Snowflake 2026年前半アップデート — Cortex Code GA・Iceberg v3・AIエージェント基盤への進化

2026年に入って Snowflake は「AI Data Cloud」としての立ち位置を明確にし、データウェアハウスからエージェント基盤へのシフトを加速しています。2026年1〜4月の主要アップデートを整理します。

Cortex Code — Snowsight 上で GA(2026年3月)

2026年3月9日、Cortex Code が Snowsight UI で正式リリース(GA)となりました。Cortex Code は Snowflake データに文脈を持つ AI コーディングエージェントで、SQL・Python 開発、エンドツーエンドの ML、データ探索、アカウント管理をカバーします。

主な機能

  • Agent Teams: 複数エージェントが協調して大規模タスクを処理
  • dbt・Apache Airflow との統合(CLI は GA:2026年2月2日)
  • Windows CLI サポートの追加
  • Data Science Skills(機械学習・データサイエンス向けスキルセット)のプレビュー

2026年4月21日付のプレスリリースでは、Snowflake Intelligence と Cortex Code を「エージェント企業のコントロールプレーン」と位置づけ、OpenAI GPT-5.4 の Private Preview 対応も発表されています。

AI 関数スイートの GA(2026年1月)

2026年1月22日、AI_AGGAI_SUMMARIZE_AGGAI_FILTER などの AI 関数スイートが GA になりました。

関数概要
AI_AGG / AI_SUMMARIZE_AGGテキストの集約・要約。GROUP BY 対応。

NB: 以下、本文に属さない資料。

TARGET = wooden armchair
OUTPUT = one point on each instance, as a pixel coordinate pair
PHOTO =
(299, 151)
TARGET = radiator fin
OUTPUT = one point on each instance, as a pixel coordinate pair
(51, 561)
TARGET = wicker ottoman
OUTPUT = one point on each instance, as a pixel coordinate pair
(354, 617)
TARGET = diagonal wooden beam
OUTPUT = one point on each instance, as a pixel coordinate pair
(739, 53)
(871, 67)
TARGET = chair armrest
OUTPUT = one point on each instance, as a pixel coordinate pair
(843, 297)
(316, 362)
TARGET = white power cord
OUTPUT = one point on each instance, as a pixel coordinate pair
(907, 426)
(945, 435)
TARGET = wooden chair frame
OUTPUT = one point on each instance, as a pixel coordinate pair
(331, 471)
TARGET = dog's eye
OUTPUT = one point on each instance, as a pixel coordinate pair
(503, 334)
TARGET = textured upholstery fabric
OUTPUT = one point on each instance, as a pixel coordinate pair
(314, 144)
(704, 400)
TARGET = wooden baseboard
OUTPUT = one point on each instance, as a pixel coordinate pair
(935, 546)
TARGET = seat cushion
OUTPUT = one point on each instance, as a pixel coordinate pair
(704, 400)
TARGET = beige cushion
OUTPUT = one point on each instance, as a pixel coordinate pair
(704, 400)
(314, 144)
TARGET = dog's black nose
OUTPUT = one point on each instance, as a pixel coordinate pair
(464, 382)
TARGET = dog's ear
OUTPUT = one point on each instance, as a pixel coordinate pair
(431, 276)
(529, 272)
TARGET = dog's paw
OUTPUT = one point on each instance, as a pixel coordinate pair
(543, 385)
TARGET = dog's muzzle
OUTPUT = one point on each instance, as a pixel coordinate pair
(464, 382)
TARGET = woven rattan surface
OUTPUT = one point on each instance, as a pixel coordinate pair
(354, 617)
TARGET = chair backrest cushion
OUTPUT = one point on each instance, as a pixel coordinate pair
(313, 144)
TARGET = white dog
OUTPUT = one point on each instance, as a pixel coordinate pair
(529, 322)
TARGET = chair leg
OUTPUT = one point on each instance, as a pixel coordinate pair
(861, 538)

AI_COMPLETE 比で最大 2 倍のスループット
AI_FILTER自然言語述語による行フィルタリング
AI_COUNT_TOKENSトークン数カウント(1月27日 GA)
-- AI_FILTER でレビューを自然言語フィルタリング
SELECT product_id, review_text
FROM product_reviews
WHERE AI_FILTER(review_text, '製品に満足していないと述べている');

-- AI_AGG でカテゴリ別のレビューを要約
SELECT category, AI_AGG(review_text, '主要な不満点を3点でまとめてください')
FROM product_reviews
GROUP BY category;

2026年4月10日には AI 機能へのクレジット予算管理(AI Feature Budgets)も GA となり、チーム・コストセンター単位で AI 利用コストをコントロールできるようになりました。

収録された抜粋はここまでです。